В другой раз в сумерках я читал ему «Гусева», дико хвалил его, считая, что «Гусев» первоклассно хорош, он был взволнован, молчал. Я еще раз про себя прочел последний абзац этого рассказа:

«А наверху в это время, где заходит солнце, скучиваются облака; одно облако похоже на триумфальную арку, другое на льва, третье на ножницы»… — как он любит облака сравнивать с предметами, — мелькнуло у меня в уме. — «Из-за облаков выходит широкий зеленый луч и протягивается до самой середины неба; немного погодя рядом с этим ложится золотой, потом розовый… Небо становится нежно-сиреневым. Глядя на это великолепное, очаровательное небо, океан сначала хмурится, но скоро сам приобретает цвета ласковые, радостные, страстные, какие на человеческом языке назвать трудно».
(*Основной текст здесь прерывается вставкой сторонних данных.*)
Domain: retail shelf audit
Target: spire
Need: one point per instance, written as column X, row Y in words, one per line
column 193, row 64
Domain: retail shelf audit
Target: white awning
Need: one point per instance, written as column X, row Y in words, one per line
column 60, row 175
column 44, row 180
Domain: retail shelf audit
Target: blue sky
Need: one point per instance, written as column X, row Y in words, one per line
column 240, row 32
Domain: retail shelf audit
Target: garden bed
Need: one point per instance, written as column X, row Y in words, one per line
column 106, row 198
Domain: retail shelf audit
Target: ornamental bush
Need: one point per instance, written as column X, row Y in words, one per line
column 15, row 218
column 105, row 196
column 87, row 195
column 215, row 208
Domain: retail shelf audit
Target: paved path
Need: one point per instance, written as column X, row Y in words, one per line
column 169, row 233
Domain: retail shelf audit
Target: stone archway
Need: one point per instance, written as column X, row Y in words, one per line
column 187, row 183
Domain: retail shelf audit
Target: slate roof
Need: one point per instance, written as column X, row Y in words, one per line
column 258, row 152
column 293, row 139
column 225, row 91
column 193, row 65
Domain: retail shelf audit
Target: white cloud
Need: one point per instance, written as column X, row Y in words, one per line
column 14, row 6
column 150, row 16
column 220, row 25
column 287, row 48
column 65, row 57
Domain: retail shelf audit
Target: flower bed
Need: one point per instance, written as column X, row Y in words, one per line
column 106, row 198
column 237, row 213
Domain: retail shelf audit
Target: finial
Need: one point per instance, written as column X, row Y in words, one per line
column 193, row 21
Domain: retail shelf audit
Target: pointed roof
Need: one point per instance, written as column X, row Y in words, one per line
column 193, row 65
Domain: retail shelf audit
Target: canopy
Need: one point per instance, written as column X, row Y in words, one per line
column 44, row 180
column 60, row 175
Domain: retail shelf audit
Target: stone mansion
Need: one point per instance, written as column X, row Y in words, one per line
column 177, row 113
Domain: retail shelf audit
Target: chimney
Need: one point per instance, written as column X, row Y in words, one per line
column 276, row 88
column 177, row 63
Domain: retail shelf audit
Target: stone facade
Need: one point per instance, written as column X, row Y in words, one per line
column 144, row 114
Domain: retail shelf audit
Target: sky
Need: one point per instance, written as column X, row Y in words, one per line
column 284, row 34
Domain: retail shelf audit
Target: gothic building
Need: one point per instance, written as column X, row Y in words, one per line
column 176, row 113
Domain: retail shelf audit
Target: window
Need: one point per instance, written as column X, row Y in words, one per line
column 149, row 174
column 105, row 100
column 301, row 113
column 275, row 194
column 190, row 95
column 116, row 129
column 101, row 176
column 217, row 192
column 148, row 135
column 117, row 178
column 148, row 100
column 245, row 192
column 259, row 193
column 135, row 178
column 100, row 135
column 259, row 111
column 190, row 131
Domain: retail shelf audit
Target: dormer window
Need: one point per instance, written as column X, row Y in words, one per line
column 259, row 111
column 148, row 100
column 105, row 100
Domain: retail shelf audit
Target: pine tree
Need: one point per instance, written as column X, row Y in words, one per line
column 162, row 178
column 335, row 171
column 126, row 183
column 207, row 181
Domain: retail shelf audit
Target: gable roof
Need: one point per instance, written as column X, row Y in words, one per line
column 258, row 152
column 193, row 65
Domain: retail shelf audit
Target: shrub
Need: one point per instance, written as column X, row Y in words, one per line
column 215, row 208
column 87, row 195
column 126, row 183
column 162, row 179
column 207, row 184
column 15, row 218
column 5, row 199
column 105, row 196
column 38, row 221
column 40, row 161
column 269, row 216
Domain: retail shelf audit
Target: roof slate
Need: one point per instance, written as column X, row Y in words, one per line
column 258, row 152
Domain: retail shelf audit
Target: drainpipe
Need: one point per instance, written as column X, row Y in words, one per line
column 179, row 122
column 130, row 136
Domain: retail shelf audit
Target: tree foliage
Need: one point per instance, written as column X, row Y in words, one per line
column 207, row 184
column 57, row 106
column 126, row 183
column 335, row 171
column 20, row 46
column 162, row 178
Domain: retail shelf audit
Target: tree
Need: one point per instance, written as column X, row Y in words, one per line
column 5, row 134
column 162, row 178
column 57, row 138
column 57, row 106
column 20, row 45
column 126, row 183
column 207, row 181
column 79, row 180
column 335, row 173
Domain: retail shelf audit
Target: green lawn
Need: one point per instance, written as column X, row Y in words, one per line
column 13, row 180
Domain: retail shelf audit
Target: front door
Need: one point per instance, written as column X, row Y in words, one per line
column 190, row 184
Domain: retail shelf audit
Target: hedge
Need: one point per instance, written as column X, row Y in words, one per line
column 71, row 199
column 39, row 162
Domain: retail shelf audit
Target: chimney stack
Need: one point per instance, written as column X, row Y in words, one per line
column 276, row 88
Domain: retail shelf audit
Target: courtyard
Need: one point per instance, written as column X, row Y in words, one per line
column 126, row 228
«Увижу ли я когда-нибудь его? — подумал я. — Индийский океан привлекал меня с детства…» — И неожиданно глухой тихий голос:

— Знаете, я женюсь…

И сразу стал шутить, что лучше жениться на немке, чем на русской, она аккуратнее, и ребенок не будет по дому ползать и бить в медный таз ложкой…

Я, конечно, уже знал о его романе с Ольгой Леонардовной Книппер, но не был уверен, что он окончится браком. Я был уже в приятельских отношениях с Ольгой Леонардовной и понимал, что она совершенно из другой среды, чем Чеховы. Понимал, что Марье Павловне нелегко будет, когда хозяйкой станет она. Правда, Ольга Леонардовна — актриса, едва ли оставит сцену, но все же многое должно измениться. Возникнут тяжелые отношения между сестрой и женой, и все это будет отзываться на здоровье Антона Павловича, который, конечно, как в таких случаях бывает, будет остро страдать то за ту, то за другую, а то и за обеих вместе. И я подумал: «Да это самоубийство! хуже Сахалина», — но промолчал, конечно.